Right now, there is no unified algorithm for resolving and installing a plugin. The only way to understand how installation works is to look at each location where we install plugins.

Where we install plugins

The pulumi CLI installs provider plugins in a lot of places:

  • Within the engine when a missing package is needed: preview, up, refresh, destroy.
  • pulumi install
  • pulumi package add
  • pulumi import
  • pulumi plugin install
  • pulumi package get-schema
  • pulumi package publish
  • During schema binding

Engine installs

Engine behavior depends on what is present in the global cache, but only for plugins in state where the plugin doesn’t specify a version. Installs do not handle plugins that themselves have plugin dependencies at all, but they handle normal dependencies1. You can get subtly different behavior between up-front and lazy installs for packages that are specified in the packages section of a project.

Up-front

Engine related installs all call engine.EnsurePluginsAreInstalled. For plugins specs that are passed to that function, we use on disk versions if present, otherwise we fetch the latest version. After plugins are downloaded, pkg/workspace.InstallPluginContent is called to install the plugin. This implementation is project aware, meaning that it takes into account what packages are present in the packages section of your Pulumi.yaml.

Lazy

The engine also installs plugins as needed when a register resource request comes for a non-downloaded plugin. Here the engine calls pkg/workspace.InstallPlugin, which is not project aware.

pulumi install

As of pr#20945 (released in v3.208.0), plugins with local paths correctly have their dependencies installed before they are installed, but this logic only works for local paths, it doesn’t work for git based components with dependencies. The root install function for local packages is pkg/workspace.InstallPlugin, but otherwise we use engine.EnsurePluginsAreInstalled.

pulumi plugin install

This is the only callsite currently set up to resolve registry packages. Packages are not installed if there is already a version installed and no version is specified or the version specified is < the already installed version, unless --exact is passed. The install is not project aware.

pulumi package add

pulumi package add ends up calling packages.ProviderFromSource, which calls pkg/workspace.InstallPlugin. That means it does not work on packages that depend on other packages. This implementation is not project aware.

pulumi package get-schema

pulumi package get-schema also calls packages.SchemaFromSchemaSource, which calls into packages.ProviderFromSource, same as pulumi package add.

pulumi package publish

Also uses packages.SchemaFromSchemaSource, with the same semantics.

Schema binding

Schema binding also winds up calling pkg/workspace.InstallPlugin. This is not project aware (and it’s not clear it should be here).
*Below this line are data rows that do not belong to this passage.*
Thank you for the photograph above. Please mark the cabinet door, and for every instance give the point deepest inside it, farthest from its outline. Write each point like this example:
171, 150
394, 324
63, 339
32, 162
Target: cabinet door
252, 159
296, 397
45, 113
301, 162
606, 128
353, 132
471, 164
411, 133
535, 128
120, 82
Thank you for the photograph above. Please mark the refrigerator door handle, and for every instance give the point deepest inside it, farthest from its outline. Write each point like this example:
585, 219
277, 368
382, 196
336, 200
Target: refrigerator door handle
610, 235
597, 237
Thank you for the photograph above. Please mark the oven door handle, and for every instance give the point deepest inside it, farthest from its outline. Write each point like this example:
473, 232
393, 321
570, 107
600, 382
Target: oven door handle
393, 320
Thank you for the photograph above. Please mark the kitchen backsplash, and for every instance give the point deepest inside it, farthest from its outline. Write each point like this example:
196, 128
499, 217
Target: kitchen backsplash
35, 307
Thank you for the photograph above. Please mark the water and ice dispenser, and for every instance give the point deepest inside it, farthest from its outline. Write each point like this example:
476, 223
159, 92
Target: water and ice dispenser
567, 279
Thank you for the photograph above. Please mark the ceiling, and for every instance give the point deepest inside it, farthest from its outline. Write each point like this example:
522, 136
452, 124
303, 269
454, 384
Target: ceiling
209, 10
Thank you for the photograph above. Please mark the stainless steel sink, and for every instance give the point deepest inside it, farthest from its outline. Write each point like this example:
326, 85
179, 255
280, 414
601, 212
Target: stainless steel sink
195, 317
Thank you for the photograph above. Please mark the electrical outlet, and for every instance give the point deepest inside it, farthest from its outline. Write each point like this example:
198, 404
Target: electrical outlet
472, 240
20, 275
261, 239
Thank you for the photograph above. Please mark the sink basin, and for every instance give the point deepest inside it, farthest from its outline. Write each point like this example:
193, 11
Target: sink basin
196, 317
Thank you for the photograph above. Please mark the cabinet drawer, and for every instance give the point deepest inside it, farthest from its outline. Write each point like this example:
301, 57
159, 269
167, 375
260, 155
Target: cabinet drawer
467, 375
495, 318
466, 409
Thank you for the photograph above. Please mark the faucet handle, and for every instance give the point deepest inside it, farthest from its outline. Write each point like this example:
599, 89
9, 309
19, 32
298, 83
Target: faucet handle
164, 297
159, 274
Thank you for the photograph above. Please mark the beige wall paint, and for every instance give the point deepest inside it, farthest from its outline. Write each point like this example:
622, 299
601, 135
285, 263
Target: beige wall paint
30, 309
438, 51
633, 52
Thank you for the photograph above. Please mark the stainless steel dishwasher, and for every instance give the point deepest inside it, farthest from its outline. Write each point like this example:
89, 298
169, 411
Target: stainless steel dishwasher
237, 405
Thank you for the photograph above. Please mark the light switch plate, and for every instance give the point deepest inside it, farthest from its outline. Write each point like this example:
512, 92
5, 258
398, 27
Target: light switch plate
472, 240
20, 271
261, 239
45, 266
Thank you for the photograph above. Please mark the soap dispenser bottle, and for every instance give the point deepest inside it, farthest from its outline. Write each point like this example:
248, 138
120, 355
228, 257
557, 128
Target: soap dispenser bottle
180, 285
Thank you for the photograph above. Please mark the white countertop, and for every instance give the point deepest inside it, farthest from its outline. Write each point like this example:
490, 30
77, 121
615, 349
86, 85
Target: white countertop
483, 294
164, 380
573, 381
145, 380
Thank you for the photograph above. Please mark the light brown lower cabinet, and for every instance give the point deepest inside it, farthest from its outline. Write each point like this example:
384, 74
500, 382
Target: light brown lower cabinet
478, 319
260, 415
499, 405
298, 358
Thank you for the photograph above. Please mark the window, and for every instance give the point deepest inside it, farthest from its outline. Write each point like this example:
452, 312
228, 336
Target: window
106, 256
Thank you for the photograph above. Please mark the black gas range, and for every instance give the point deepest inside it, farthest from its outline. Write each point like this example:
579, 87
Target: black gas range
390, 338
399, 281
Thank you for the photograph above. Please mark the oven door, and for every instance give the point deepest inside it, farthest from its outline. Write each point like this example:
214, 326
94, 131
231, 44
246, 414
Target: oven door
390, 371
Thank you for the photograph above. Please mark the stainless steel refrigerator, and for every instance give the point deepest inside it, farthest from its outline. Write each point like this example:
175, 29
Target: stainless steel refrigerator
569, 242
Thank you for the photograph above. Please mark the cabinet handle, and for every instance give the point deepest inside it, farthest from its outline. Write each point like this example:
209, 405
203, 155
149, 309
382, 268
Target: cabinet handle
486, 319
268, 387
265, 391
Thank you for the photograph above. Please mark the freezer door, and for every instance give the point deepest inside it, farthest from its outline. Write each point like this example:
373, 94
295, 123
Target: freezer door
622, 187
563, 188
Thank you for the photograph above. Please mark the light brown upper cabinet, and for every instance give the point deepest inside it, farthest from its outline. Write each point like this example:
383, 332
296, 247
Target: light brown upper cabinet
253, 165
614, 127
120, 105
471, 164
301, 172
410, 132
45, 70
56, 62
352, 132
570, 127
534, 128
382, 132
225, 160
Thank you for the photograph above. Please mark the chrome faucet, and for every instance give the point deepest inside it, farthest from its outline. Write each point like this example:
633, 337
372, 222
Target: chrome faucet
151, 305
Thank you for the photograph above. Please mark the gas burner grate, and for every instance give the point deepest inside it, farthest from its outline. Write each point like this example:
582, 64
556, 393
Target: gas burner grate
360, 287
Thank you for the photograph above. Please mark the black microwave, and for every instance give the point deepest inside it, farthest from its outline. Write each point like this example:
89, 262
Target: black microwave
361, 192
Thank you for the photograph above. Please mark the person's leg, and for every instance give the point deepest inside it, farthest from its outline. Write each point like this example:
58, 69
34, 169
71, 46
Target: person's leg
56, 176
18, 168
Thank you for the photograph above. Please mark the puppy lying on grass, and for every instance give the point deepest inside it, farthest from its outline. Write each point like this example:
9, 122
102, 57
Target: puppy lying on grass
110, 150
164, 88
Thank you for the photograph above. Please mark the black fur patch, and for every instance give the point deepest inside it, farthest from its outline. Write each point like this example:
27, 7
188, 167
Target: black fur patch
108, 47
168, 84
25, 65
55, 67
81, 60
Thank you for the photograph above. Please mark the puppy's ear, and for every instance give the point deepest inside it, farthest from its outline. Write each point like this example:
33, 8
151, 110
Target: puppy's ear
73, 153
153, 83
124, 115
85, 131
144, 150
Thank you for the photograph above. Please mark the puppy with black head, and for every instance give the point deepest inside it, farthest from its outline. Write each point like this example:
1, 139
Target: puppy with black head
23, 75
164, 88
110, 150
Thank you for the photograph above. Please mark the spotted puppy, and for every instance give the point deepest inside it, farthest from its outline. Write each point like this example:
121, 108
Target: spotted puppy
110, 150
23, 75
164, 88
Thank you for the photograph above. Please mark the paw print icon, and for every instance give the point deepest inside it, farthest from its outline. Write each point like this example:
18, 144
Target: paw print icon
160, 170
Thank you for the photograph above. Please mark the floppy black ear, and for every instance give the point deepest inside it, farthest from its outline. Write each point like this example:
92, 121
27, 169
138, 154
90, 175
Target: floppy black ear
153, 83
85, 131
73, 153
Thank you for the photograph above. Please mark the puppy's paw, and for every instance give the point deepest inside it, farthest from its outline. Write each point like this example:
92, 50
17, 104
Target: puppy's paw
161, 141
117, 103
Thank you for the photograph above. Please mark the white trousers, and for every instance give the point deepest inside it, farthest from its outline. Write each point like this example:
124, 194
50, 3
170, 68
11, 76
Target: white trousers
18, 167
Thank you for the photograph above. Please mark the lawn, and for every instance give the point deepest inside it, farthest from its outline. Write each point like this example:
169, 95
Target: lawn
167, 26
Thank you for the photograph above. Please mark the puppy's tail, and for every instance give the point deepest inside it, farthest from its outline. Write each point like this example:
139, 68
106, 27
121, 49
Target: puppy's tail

Correctly installing plugins

When I say install, I mean going from a package descriptor to a running package. To install a given package descriptor, we need to:

  1. Resolve the package descriptor into a concrete plugin + parameterization
  2. Download the plugin (if required)
  3. Install any dependent packages (recursively)
  4. Generate and link in SDKs for any dependent packages.
  5. Install language specific dependencies.

This algorithm is implemented for production in pr#21177.

All of the above steps are fallible, which means that a given plugin can be in any of the following states:

  1. Not present on disk
  2. Present on disk
  3. Installed

(2) can be because the installation hasn't happened yet, or because the installation failed for some reason. We distinguish between (2) and (3) by the presence of a marker file: <plugin-name>.partial means present but not installed.

Footnotes

  1. That is, npm install, pip install, etc.